FIG. 3 is a partial cross-sectional view of a solid body carrying spacers and SMD components used in the activation device shown in FIG. 1;

[Explanation of symbols]

 DESCRIPTION OF SYMBOLS 1 ... Electric pyrotechnic starting device 2 ... Container 3 ... Solid body 8 ... Weakened wall 9 ... Upper flat surface 10 ... Electrical insulating structure 12 ... Electrode 13 ... Electrode 17 ... Thin film heat-resistant element 18 ... Electric circuit 23 ... pyrotechnic ignition composition 26 ... support member

Claims (9)

[Claims] 1. A solid body (3) of height h having at least one weakened wall (8) and having an upper flat surface (9) arranged inside the container (2).
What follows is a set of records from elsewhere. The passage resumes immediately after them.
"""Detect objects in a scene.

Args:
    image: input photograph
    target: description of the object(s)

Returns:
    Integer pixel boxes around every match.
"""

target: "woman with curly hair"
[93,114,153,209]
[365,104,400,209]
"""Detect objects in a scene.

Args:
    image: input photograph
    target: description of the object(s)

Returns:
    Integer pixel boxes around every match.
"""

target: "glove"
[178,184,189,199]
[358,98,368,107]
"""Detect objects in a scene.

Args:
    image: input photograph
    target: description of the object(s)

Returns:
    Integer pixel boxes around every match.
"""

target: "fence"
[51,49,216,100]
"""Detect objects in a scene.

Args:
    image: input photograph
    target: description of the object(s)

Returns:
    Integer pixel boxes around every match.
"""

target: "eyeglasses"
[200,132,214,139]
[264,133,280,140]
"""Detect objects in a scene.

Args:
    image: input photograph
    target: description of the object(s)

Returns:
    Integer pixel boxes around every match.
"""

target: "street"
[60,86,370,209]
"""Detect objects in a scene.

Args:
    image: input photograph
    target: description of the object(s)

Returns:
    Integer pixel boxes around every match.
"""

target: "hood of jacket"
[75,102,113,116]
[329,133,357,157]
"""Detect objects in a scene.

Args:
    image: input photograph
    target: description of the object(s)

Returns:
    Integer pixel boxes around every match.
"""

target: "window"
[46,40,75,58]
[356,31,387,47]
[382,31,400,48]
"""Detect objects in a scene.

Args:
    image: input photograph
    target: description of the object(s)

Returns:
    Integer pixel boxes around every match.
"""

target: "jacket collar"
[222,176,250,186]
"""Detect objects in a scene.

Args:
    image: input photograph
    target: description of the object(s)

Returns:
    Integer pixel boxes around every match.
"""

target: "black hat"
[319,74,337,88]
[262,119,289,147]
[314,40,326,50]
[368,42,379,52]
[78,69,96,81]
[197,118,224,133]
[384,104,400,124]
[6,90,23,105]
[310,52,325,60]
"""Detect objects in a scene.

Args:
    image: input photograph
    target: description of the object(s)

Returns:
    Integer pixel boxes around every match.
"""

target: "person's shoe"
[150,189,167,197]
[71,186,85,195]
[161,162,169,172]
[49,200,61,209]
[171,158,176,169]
And the electrical insulation structure (1
0) a container (2) having: ii) in the form of a pin which passes completely through said solid body;
And two electrodes (12, 13), wherein at least one of the two electrodes passes through the electrically insulating structure (10); and iii) is deposited on a non-electrically insulating support member and the upper flat surface (9). An electric circuit (18) comprising a thin film attached to the electrode (12, 13), comprising a heat-resistant element (17) in the form of a thin film, and comprising a pyrotechnic ignition composition (23). Iv) an electrical pyrotechnic starter (1) comprising an electrical circuit (18) covered by: iv) said support member (26) has a thermal conductivity of less than 20 mW / cm · ° C; It said refractory element (17) has a thickness of 1 × 10 ^-6 m, vi) the pyrotechnic ignition composition (23) is composed of a binder and detonator, the particle size of the primary explosive is 1 × 10 ^-6 m to 30
An electric pyrotechnic starting device (1), characterized in that it has a size of × 10 ^-6 m. 2. An SMD mounted on a surface of said solid body (3), wherein said electric circuit (18) and said support member (26) are
The electric pyrotechnic starting device according to claim 1, comprising the following components. 3. A non-conductive spacer (16) having two opposing flat surfaces is adhesively bonded to the upper flat surface (9) of the solid body (3) via one of the flat surfaces of the spacer. The other flat surface of the spacer (16) has two separate conductive metal regions (21,22), each of which contacts one of the two electrodes and the SMD
The electro-pyrotechnic starting device according to claim 2, wherein the components are mounted to the area by two soldered conductive joints. 4. The container (2) and the solid (3)
2. The electric pyrotechnic starting device according to claim 1, wherein the at least two are fixed together by a non-conductive overmolding. 5. A material selected from the group consisting of quartz glass, mineral glass containing silica, an organic resin, and a composite plastic containing at least one organic resin and mineral fibers. The electric pyrotechnic starting device according to claim 1, wherein the starting device is made of: 6. The electric pyrotechnic starting device according to claim 5, wherein the support member is made of a material selected from the group consisting of mineral fibers containing silica. 7. The electric pyrotechnic starting device according to claim 1, wherein the priming is a salt of dinitrobenzofuroxan. 8. The detonating agent is selected from the group consisting of a rubidium salt of dinitrobenzofuroxane (RbDNBF) and a potassium salt of dinitrobenzofuroxan (KDNBF). Item 8. An electric pyrotechnic starter according to Item 7. 9. The electric pyrotechnic starting device according to claim 1, wherein the flat heat-resistant element is made of tantalum nitride.